Une question de mentalité

Toutefois, pour établir le PSO, il faut mettre autour de la table de nombreux acteurs : les conservateurs pour prioriser les œuvres à sauver, les personnels sûreté et ceux chargés de la sécurité. Or, c’est souvent là que le bât blesse. « Dans les musées, chacun a tendance à vouloir fonctionner en vase clos. Les conservateurs pensent prioritairement à la protection du patrimoine, les services de sécurité/sûreté pensent principalement au public et au personnel, puis aux œuvres, même s’ils sont fortement attachés à celles-ci. En somme, il y a un vrai problème de mentalité pour faire comprendre à l’ensemble de ce personnel que toutes ces questions sont liées, et que le problème doit être pris globalement, quel que soit le risque traité. On ne peut pas séparer ces enjeux. Ils sont intimement liés », explique Frédéric Plouvier. 

Plan de sauvegarde des œuvres : un travail essentiel

Pourtant, malgré le défi, le travail pour mettre en place un plan de sauvegarde des œuvres est essentiel. « C’est un travail considérable pour lister et prioriser toutes les œuvres, consigner les procédures de décrochage, puis former et mobiliser le personnel. Il y a des décisions difficiles à prendre pour accepter de sacrifier un tableau au profil d’un autre, par exemple lors d’un sinistre incendie (le risque inondation étant une autre problématique). Pourtant, il est fondamental de réaliser ces PSO pour être prêt le jour J et sauver le maximum d’œuvres », conclut Frédéric Plouvier. L’enjeu est immense, comme le rappelait le colonel Jérémie Degrande, chargé de la sécurisation des biens culturels du Pas-de-Calais dans une interview au Figaro : « On peut perdre un musée, même comme le Louvre, car on sait reconstruire à l’identique.
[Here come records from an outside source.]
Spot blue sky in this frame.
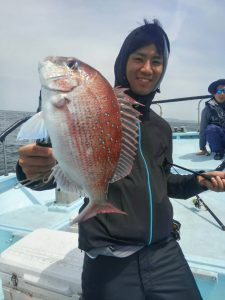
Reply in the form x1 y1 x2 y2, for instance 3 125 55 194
0 0 225 120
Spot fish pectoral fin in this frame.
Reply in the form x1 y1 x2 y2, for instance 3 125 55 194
51 165 84 196
110 88 141 182
17 111 48 140
72 202 127 224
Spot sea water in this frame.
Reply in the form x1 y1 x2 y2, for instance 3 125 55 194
0 110 34 175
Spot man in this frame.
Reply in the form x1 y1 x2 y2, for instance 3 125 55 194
18 21 225 300
197 79 225 160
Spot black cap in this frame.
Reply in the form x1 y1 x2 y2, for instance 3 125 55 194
208 79 225 95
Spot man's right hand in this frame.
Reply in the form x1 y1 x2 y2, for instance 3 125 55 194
196 149 210 156
18 144 56 179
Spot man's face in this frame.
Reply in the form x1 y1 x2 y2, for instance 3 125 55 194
126 44 163 96
214 85 225 103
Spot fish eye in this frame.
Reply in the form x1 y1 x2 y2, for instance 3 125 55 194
67 59 79 70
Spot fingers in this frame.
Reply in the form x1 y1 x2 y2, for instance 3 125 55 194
196 150 209 155
211 176 225 192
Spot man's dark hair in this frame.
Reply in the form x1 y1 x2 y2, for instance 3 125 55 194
114 19 170 89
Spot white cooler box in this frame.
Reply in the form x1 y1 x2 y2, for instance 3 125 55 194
0 229 83 300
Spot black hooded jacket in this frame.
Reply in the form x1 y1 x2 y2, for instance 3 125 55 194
17 24 206 251
79 24 206 251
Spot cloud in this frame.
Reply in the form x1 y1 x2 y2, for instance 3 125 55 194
0 0 225 119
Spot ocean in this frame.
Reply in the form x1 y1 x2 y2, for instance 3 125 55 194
0 110 198 175
0 110 34 175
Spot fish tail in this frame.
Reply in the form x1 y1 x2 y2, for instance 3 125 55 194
72 203 127 224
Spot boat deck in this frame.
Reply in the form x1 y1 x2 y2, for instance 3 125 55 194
0 133 225 300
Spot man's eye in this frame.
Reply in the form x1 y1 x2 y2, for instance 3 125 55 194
152 59 162 65
134 57 143 62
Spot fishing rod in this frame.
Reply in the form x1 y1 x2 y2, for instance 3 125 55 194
170 160 225 231
193 195 225 231
167 161 213 181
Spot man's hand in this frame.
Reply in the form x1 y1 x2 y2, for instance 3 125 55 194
18 144 56 179
196 149 210 156
197 171 225 192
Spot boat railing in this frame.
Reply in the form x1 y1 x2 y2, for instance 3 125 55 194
0 95 212 176
0 116 31 176
152 95 212 131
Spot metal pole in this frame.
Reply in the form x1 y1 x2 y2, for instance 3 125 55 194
2 140 8 176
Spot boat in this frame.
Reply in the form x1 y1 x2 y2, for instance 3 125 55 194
0 96 225 300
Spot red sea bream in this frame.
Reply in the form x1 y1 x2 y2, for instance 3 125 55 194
18 57 139 222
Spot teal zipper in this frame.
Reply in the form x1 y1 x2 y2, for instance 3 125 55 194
138 123 152 245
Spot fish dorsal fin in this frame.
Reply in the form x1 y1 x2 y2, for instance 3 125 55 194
51 164 85 196
110 88 142 182
17 111 48 140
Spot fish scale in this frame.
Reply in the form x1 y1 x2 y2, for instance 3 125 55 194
18 57 140 222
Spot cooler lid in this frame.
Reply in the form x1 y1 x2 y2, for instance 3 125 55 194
0 229 83 296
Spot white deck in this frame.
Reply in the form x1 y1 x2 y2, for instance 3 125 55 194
171 134 225 273
0 133 225 300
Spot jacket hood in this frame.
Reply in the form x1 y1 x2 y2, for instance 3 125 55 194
114 20 170 108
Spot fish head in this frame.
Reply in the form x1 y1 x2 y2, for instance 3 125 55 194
38 56 97 92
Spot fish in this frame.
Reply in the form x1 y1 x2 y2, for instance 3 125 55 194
17 56 140 223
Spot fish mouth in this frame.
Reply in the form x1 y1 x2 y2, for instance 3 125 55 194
42 75 75 92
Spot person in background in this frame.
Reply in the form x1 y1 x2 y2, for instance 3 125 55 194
197 79 225 160
17 20 225 300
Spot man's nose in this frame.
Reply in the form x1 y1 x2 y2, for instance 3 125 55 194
141 60 152 73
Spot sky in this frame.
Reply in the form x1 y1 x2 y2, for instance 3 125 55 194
0 0 225 120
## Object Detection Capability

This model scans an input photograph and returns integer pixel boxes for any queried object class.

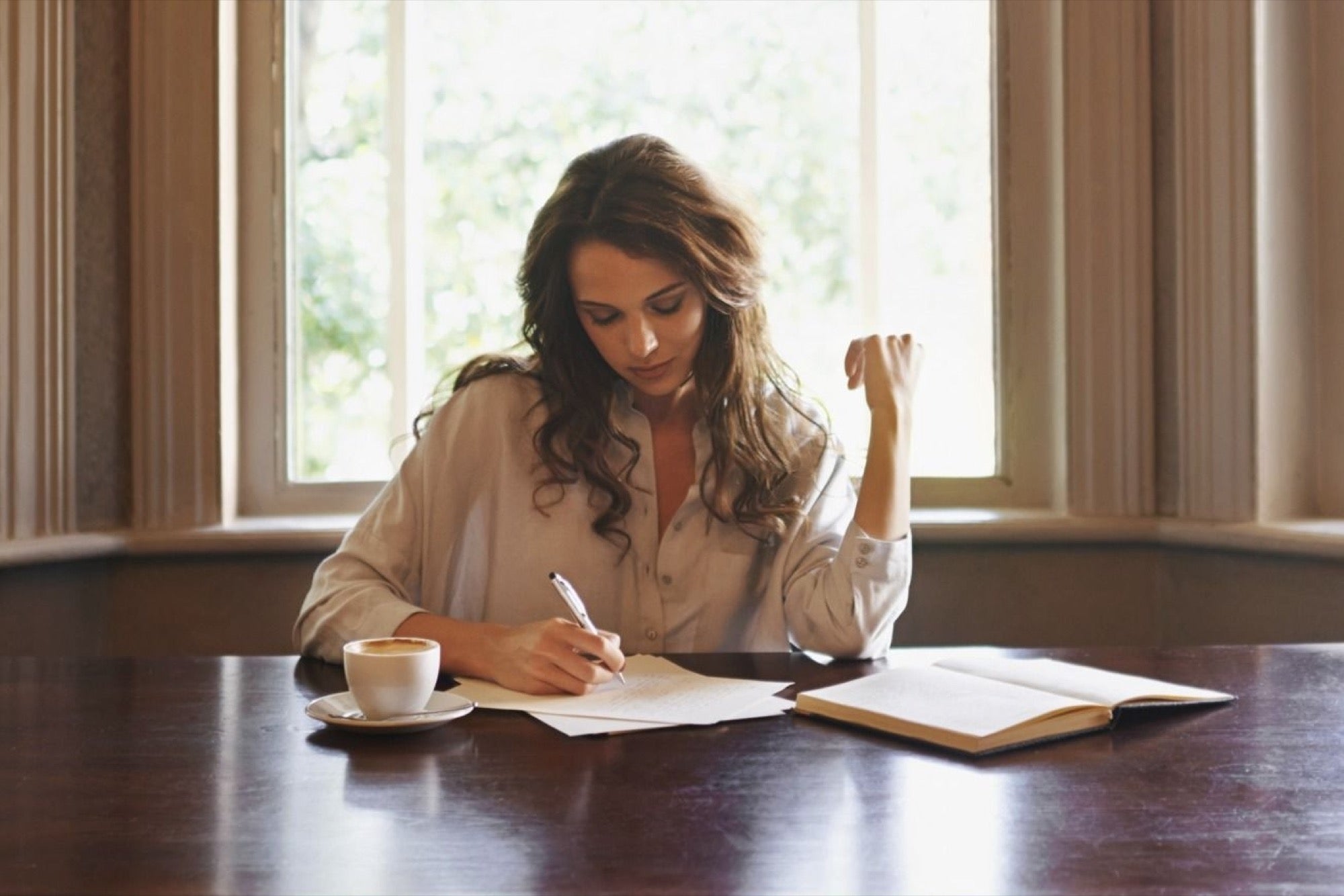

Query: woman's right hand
[489,618,625,695]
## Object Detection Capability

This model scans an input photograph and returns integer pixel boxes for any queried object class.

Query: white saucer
[304,690,476,735]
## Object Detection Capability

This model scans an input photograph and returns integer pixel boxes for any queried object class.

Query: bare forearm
[853,408,910,541]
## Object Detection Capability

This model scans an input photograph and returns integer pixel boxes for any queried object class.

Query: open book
[794,657,1235,754]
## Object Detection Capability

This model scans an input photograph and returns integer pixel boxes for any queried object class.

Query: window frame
[237,0,1063,516]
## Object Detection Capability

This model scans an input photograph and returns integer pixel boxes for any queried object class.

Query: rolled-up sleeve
[780,450,913,658]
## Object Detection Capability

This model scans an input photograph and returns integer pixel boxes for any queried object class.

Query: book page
[935,657,1232,707]
[798,666,1094,737]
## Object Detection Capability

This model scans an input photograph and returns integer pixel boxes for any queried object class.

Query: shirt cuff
[837,523,911,579]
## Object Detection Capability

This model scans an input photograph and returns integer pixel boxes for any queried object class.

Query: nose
[626,317,659,357]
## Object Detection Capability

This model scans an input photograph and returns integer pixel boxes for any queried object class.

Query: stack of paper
[449,656,793,737]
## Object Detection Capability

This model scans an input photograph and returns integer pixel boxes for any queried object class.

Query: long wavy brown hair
[415,134,827,548]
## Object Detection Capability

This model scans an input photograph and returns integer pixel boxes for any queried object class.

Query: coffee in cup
[344,638,438,721]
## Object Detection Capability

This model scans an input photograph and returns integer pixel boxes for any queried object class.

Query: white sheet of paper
[449,656,793,725]
[528,697,793,737]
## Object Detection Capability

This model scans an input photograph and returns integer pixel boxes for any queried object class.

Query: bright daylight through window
[285,0,997,481]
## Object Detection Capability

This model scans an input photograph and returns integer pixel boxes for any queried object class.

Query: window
[239,0,1048,513]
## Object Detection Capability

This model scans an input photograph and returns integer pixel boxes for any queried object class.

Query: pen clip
[550,572,597,633]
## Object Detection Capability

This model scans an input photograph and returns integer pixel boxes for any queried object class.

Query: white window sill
[0,508,1344,567]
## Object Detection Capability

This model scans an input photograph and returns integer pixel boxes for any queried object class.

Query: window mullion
[857,0,882,332]
[387,3,425,462]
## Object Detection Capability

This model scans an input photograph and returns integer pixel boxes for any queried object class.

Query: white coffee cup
[344,638,438,721]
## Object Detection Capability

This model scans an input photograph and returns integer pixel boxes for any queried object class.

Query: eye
[650,293,685,317]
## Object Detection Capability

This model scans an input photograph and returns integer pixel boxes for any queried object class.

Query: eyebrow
[578,279,685,308]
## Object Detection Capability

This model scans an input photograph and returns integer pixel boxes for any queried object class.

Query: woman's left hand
[844,333,923,416]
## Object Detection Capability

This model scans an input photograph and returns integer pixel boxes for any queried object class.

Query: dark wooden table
[0,645,1344,893]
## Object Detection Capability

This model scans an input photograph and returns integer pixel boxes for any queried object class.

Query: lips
[630,359,675,380]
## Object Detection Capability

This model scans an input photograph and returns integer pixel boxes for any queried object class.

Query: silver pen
[548,572,625,684]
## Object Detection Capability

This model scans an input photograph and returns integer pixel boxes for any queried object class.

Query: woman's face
[570,240,704,410]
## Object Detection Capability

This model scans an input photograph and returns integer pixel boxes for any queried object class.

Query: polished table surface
[0,645,1344,893]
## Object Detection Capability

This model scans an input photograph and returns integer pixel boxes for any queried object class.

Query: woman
[294,134,921,693]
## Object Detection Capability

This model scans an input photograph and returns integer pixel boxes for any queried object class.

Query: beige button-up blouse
[294,373,911,662]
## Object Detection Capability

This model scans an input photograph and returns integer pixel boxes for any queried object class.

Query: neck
[633,379,698,426]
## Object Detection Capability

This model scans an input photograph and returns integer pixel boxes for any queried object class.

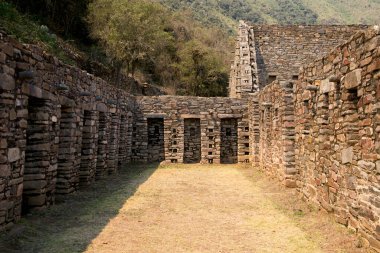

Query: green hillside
[157,0,380,31]
[0,0,380,96]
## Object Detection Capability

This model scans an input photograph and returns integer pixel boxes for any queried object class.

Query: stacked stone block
[295,29,380,249]
[183,119,202,163]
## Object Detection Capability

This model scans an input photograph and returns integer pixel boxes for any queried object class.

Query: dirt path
[85,165,367,253]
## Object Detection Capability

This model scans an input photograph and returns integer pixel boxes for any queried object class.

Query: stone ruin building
[0,22,380,250]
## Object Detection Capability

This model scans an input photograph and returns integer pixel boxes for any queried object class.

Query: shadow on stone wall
[0,163,159,253]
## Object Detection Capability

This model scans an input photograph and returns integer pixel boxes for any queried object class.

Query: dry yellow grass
[0,165,370,253]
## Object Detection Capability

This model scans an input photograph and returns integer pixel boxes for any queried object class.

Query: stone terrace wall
[252,25,366,88]
[295,29,380,250]
[249,81,296,187]
[0,32,134,229]
[132,96,250,163]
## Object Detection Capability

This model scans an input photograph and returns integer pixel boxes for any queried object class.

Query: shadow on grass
[0,164,159,253]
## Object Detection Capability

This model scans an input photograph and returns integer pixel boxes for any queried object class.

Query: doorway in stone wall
[95,112,109,179]
[148,118,165,162]
[220,118,238,164]
[22,97,56,213]
[183,119,201,163]
[56,106,80,194]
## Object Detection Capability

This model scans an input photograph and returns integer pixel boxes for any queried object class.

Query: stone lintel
[181,114,201,119]
[22,83,57,101]
[144,113,166,119]
[218,113,243,119]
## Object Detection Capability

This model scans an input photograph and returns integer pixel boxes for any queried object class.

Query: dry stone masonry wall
[0,32,135,229]
[248,26,380,250]
[229,21,366,94]
[295,29,380,249]
[132,96,250,163]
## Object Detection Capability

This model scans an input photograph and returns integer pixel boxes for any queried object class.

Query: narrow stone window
[268,75,277,84]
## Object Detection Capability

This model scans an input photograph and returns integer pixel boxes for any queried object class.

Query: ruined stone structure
[239,23,380,250]
[229,21,365,98]
[0,22,380,249]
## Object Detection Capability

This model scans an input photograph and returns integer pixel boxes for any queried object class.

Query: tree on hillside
[88,0,172,85]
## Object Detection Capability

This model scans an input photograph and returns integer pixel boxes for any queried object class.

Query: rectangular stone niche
[118,115,130,165]
[107,113,120,174]
[57,106,80,194]
[220,118,238,164]
[95,112,109,179]
[147,118,165,162]
[183,119,201,163]
[79,110,98,186]
[22,97,57,213]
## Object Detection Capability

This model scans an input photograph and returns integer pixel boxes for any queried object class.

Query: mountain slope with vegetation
[157,0,380,32]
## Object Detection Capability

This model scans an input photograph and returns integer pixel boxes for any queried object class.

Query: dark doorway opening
[183,119,201,163]
[22,97,57,213]
[148,118,165,162]
[220,118,238,164]
[56,106,80,194]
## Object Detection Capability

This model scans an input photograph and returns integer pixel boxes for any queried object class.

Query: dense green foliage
[156,0,380,32]
[0,0,75,65]
[0,0,380,96]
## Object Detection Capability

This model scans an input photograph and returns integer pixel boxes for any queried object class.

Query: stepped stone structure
[0,22,380,250]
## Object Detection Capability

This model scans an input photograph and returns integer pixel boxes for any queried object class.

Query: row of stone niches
[22,97,132,213]
[147,118,238,163]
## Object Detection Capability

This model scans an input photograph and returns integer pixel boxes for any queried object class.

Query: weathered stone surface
[8,148,21,163]
[0,73,16,90]
[344,69,362,90]
[342,147,354,164]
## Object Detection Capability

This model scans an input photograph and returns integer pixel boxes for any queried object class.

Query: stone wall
[295,26,380,249]
[229,21,367,95]
[132,96,250,163]
[250,81,296,187]
[248,25,380,250]
[0,32,134,229]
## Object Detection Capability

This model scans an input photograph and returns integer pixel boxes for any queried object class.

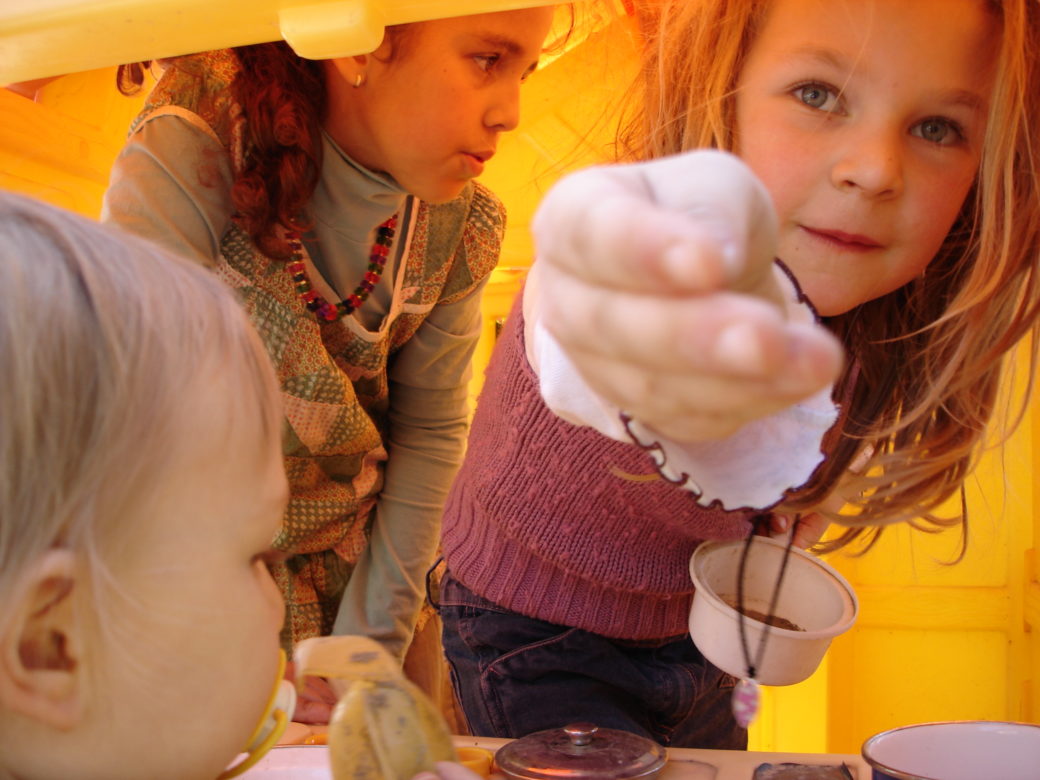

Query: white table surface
[242,736,870,780]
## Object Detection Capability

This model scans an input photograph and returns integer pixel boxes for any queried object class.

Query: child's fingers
[540,267,842,388]
[532,168,736,294]
[571,354,823,441]
[532,151,776,298]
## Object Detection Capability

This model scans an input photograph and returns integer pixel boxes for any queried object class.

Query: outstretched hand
[531,151,842,441]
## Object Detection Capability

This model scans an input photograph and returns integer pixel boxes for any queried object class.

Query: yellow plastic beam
[0,0,553,84]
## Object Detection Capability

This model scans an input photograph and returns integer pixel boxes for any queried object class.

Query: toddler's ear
[0,549,83,730]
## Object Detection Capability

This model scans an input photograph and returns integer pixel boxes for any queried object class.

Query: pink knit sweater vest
[442,295,750,641]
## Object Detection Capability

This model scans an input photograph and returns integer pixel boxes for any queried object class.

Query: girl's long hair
[618,0,1040,549]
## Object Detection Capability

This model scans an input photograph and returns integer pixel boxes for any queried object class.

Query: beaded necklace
[285,214,397,322]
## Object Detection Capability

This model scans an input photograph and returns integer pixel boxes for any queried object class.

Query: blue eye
[791,82,837,111]
[911,116,964,147]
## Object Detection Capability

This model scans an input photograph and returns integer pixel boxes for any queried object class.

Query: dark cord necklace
[732,515,801,728]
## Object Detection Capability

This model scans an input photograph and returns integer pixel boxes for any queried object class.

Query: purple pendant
[732,677,761,729]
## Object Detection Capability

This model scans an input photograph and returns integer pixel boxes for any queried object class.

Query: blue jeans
[439,572,748,750]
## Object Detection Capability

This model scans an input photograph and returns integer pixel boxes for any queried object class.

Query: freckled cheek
[907,179,971,255]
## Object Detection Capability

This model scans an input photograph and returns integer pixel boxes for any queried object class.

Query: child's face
[330,7,553,203]
[89,385,288,778]
[736,0,999,316]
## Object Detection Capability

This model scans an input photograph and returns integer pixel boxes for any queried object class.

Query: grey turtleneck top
[102,115,483,657]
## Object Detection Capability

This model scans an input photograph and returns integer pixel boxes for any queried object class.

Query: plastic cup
[690,537,859,685]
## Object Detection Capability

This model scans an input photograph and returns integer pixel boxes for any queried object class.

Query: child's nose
[831,128,903,198]
[484,83,520,132]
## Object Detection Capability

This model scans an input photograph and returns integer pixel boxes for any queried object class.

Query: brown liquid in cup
[723,599,805,631]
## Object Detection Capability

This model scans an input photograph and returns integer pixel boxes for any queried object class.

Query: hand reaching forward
[531,151,842,441]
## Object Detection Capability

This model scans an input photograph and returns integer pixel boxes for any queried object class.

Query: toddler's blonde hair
[0,192,281,640]
[619,0,1040,548]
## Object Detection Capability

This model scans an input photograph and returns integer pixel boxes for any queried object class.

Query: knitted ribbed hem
[441,480,694,640]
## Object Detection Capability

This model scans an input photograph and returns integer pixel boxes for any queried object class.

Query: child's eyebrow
[477,32,523,57]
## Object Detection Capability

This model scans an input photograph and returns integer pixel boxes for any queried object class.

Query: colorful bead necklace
[285,214,397,322]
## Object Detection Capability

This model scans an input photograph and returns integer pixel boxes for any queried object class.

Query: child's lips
[462,150,495,176]
[801,225,882,252]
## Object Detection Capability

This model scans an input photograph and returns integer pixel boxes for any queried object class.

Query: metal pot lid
[495,723,667,780]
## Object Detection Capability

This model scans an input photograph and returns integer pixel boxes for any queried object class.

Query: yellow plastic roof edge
[0,0,558,84]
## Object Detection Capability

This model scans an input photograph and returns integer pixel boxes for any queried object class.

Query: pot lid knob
[564,723,599,747]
En revanche, on ne peut pas perdre la Joconde. » 

Frédéric Plouvier

Conseiller sécurité-sûreté-crise

Avec une expérience de plus de 30 ans dans la prévention des risques sécurité et sûreté, Frédéric Plouvier a rejoint en 2015 les services de la Ville de Paris. Pendant plus de cinq ans, il a ainsi supervisé la prévention sécurité incendie des 14 musées de la Ville et leurs 6 réserves déportées.

Mylène Florentin

Consultante en conservation préventive du patrimoine

Après avoir été chargée de mission PSO chez Paris Musées, Mylène Florentin est devenue consultante indépendante sur les questions de conservation préventive du patrimoine. Depuis plusieurs années, elle accompagne de nombreuses institutions culturelles en France pour les aider à mettre en place des PSO.